Page 2 of Fallen Omega

“I didn’t start it. I don’t want—I’m not looking for a mate.” The word leaves bitterness coating my tongue.

“We can look the other way a lot, but not if it brings our business down, or worse, the police or Council poking around. You’re pretty, you can get another job. Or find your alpha and pack. If you were mated, it wouldn’t be so bad. You could come back.”

I swallow and stand. Pride wants me to stalk out without the envelope and into the night.

Common sense makes me take it, so I shove it into my jeans pocket, and head for the door.

“Lizette, your coat and bag are outside in the hall. Take the emergency exit.”

I don’t look back. Shame burns deep as I bundle into the coat and grab my bag. I stalk out the door and into the storm.

The money isn’t much, I already know that. It’s probably half of what I usually earn. But I need it. Every damn penny.

The rain pelts me as I race into the night.

What I want is to go home, burrow into the nest Dad set up for me so I could get through this hell with more comfort: my third heat.

Some celebration

To me, it’s something to be as shunned as we omegas were.

Dad never told me why he chose the life he did, and then he died, stopping me from finding out anything more. Why we were shunned by the Council and the nice packs. He didn’t like that life, and me…I don’t even remember anything but it being me and him against the world, living on the edges of society, making our life… Just me and him.

Since I was small, he taught me that I’m more than breeding stock, more than animal instinct.

“I miss you, Dad,” I whisper, as the sky lights up bright and thunder rumbles. The rain makes it hard to see, and it’s really pelting down now.

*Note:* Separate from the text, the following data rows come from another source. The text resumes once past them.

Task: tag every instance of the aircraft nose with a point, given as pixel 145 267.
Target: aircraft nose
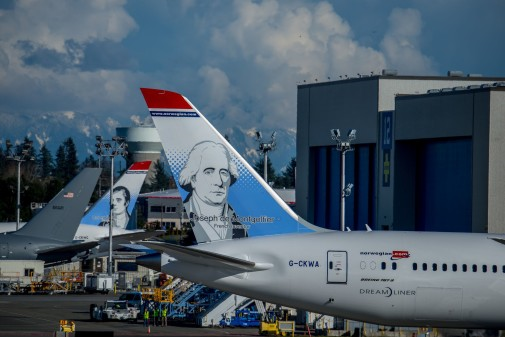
pixel 151 261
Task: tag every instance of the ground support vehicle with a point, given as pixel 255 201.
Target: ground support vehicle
pixel 114 310
pixel 243 318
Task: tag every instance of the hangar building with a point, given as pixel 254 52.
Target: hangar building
pixel 427 153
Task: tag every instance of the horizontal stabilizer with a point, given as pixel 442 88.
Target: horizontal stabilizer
pixel 196 256
pixel 135 236
pixel 69 249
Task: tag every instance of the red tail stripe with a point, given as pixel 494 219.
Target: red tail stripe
pixel 163 99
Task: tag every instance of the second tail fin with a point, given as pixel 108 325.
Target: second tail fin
pixel 223 195
pixel 125 193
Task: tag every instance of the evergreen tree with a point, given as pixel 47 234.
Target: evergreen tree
pixel 45 162
pixel 288 177
pixel 72 166
pixel 67 164
pixel 260 168
pixel 161 180
pixel 60 167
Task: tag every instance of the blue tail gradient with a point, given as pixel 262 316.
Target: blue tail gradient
pixel 223 196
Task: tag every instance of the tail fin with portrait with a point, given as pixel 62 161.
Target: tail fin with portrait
pixel 131 181
pixel 243 204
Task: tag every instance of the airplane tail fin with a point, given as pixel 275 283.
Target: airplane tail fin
pixel 59 219
pixel 129 184
pixel 223 196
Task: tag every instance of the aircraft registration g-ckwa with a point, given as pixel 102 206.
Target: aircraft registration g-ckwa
pixel 249 242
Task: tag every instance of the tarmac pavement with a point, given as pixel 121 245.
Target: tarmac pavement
pixel 39 315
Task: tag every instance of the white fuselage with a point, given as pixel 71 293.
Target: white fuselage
pixel 392 278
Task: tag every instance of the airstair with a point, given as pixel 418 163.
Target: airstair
pixel 226 307
pixel 182 305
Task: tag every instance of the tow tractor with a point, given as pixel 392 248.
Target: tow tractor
pixel 243 318
pixel 114 310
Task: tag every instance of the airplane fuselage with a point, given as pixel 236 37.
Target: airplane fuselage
pixel 22 247
pixel 392 278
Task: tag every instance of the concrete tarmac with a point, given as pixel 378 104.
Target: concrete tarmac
pixel 39 315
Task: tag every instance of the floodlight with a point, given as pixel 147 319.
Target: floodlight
pixel 335 134
pixel 352 134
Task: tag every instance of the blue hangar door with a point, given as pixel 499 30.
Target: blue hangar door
pixel 444 186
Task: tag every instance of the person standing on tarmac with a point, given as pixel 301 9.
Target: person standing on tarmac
pixel 155 316
pixel 164 316
pixel 146 317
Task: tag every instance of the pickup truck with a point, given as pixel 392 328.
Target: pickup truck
pixel 114 310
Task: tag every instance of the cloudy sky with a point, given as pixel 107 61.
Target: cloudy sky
pixel 74 68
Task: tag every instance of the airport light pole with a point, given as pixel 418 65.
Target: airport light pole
pixel 265 147
pixel 111 148
pixel 343 146
pixel 19 158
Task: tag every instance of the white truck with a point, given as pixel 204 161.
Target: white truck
pixel 114 310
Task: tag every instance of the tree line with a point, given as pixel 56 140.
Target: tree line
pixel 44 175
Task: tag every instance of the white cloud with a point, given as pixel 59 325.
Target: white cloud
pixel 69 114
pixel 283 43
pixel 401 43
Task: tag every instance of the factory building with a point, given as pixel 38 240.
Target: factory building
pixel 424 157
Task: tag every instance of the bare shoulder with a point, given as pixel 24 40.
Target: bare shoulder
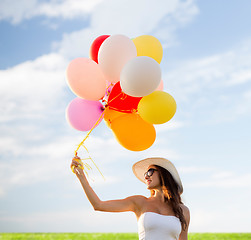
pixel 186 212
pixel 139 199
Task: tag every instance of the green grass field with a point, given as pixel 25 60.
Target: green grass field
pixel 115 236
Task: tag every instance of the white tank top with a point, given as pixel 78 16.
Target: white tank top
pixel 154 226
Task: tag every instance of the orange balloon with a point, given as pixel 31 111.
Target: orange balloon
pixel 110 115
pixel 132 132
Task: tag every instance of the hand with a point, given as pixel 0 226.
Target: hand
pixel 75 166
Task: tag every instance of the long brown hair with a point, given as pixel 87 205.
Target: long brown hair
pixel 171 193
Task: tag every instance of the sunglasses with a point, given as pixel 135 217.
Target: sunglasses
pixel 150 172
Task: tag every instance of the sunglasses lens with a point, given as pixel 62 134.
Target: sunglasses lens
pixel 149 173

I duck into a covered doorway for a business that’s been closed for years. Instead of heading to the home I’m probably going to lose, I’m journeying into the seedy and dangerous part of town called The Hollows, where anything can be bought on the black market. For a price.

Like the drugs I need, and finally have the lump of money to buy.

“Things are going to be okay.” It’s a lie I like to tell myself.

I crouch down and pretend to get something from my bag as I count the cash Jessa gave me. I slide the amount for the drugs in my left shoe, and the money that’ll make up my rent in the right. Then I straighten and wait for the rain to stop, or at least lessen.

That dull ache inside starts to edge toward pain and an emptiness creeps into my stomach.

Shit. This stupid biological thing in me cost me my job and now it’s going to leach sanity if I don’t get those drugs.

At least, that’s how it felt the previous two times, and now Dad’s not here to care for me, and I know this one is going to be so much worse. There’s the grief, being alone, the now precarious situation with the roof over my head.

None of it helps. It just weighs me down further.

But I can’t stand here feeling sorry for myself. This is the manageable part of heat, where my pheromones might go crazy,Imight go crazy, but it hasn’t yet started, not really.

So, I need to find those drugs before all hell breaks loose.

All I can do is go to the Hollows, the part of the city Dad took me to the last time so I’d know…just in case I had to get there on my own.

My heart hurts.

He was always overly careful like that.

I miss him. It still feels like a part of me has been carved out from my chest.

I start walking, out into the rain, head low, the hood from my sweater up from under my coat, and I keep to the shadows.

The cops love this part of town, and it’s been etched into me that I need to always be alert, to always stay as invisible as I can.